The latest Republican budget-cutting trick is to end the longstanding practice of indexing the baseline for discretionary spending to inflation. In plain English, this refers to the practice of defining the previous year's spending level (the "baseline") as last year's spending plus a cost-of-living increase. The idea is that if you don't factor in inflation then, practically speaking, you are forcing cuts to government services. Indeed, the Center on Budget and Policy Priorities points out, you may be forcing cuts to government services anyway, since the inflation increase doesn't take into account population growth--a point you'd think would interest a party increasingly interested in curbing contraception.

A longstanding complaint about indexing discretionary spending to inflation is that in Washington a cut really isn't a cut; it is merely a cut in the "rate of increase." As House budget committee chairman Paul Ryan, R.-Wisc., recently put it, "Only in Washington--with a $15 trillion national debt--would an automatic increase in spending be assumed each and every year." Rep.

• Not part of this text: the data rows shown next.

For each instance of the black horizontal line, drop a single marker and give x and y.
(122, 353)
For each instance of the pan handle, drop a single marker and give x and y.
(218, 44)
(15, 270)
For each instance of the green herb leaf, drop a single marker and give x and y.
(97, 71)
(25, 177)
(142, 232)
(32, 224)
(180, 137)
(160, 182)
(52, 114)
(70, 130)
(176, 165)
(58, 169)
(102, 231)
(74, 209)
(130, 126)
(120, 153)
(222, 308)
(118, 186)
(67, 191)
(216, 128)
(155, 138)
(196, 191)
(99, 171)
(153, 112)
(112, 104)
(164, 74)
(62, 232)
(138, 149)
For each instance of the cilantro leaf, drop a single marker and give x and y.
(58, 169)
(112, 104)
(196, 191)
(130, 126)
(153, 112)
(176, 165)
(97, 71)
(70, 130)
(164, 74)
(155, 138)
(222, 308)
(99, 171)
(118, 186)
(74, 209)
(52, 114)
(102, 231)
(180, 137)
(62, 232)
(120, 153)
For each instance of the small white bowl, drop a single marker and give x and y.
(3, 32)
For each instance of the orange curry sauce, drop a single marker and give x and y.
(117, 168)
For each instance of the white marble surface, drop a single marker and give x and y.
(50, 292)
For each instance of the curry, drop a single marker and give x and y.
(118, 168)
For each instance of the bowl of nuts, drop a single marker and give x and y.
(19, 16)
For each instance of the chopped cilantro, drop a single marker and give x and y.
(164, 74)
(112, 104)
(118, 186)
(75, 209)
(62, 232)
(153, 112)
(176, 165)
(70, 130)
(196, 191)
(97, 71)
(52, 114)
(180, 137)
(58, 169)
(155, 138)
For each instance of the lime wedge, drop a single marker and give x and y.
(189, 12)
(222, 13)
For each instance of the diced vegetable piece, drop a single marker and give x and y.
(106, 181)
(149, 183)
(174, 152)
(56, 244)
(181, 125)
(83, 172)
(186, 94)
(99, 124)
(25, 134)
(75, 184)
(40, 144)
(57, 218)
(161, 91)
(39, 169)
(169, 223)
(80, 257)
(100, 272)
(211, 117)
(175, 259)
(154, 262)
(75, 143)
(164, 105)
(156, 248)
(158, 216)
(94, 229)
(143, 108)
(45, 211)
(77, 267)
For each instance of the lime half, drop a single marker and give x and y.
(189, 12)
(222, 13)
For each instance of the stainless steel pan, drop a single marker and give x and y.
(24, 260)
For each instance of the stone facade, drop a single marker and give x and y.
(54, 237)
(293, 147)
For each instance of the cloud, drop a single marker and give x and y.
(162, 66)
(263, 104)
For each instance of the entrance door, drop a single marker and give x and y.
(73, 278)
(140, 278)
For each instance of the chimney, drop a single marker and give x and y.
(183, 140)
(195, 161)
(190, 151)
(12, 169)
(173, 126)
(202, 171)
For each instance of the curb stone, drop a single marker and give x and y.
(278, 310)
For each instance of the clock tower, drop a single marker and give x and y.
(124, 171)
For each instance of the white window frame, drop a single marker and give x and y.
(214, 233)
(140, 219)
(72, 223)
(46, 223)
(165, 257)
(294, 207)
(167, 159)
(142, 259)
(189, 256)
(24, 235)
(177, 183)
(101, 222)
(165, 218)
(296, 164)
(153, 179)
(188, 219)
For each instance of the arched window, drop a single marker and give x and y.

Tim Griffin, R.-Ark., a former aide to Karl Rove, told the Washington Post, "A normal person cut is when you get less money this year than you got last year. In Washington you can get more money this year than you did last year, but if it's not as much as you thought you were going to get, then that's a cut." Obviously Republicans want to eliminate these inflation adjustments in order to make the budget cuts they support appear smaller. Spotlighting the issue is also a way for Republicans to sound the alarm on inflation, which they insist on calling a looming threat even as the Fed projects an inflation rate below 2 percent. And so, with great fanfare, the GOP-controlled House passed on Feb. 3 the Baseline Reform Act, which eliminates inflation adjustments from the baseline.

Funny thing, though. Republicans don't seem to mind taking inflation into account when the subject is tax rates. During the 1970s inflation pushed many taxpayers into higher tax brackets, a syndrome labelled "bracket creep," and to fix that President Ronald Reagan indexed the dollar thresholds to inflation. Indeed, some conservatives complain that wasn't enough, and that the thresholds should be further indexed to economic growth. If the House GOP are so bent out of shape about inflation adjustments, why not eliminate the Internal Revenue Service's annual inflation adjustments too? Do you really have to ask? As usual, complexity and deception are not the true enemies. Government spending is. And not even the part of the government where most of that spending occurs; that would be non-discretionary entitlements. Needless to say, the Baseline Reform Act has not a prayer of passing the Democratic-controlled Senate.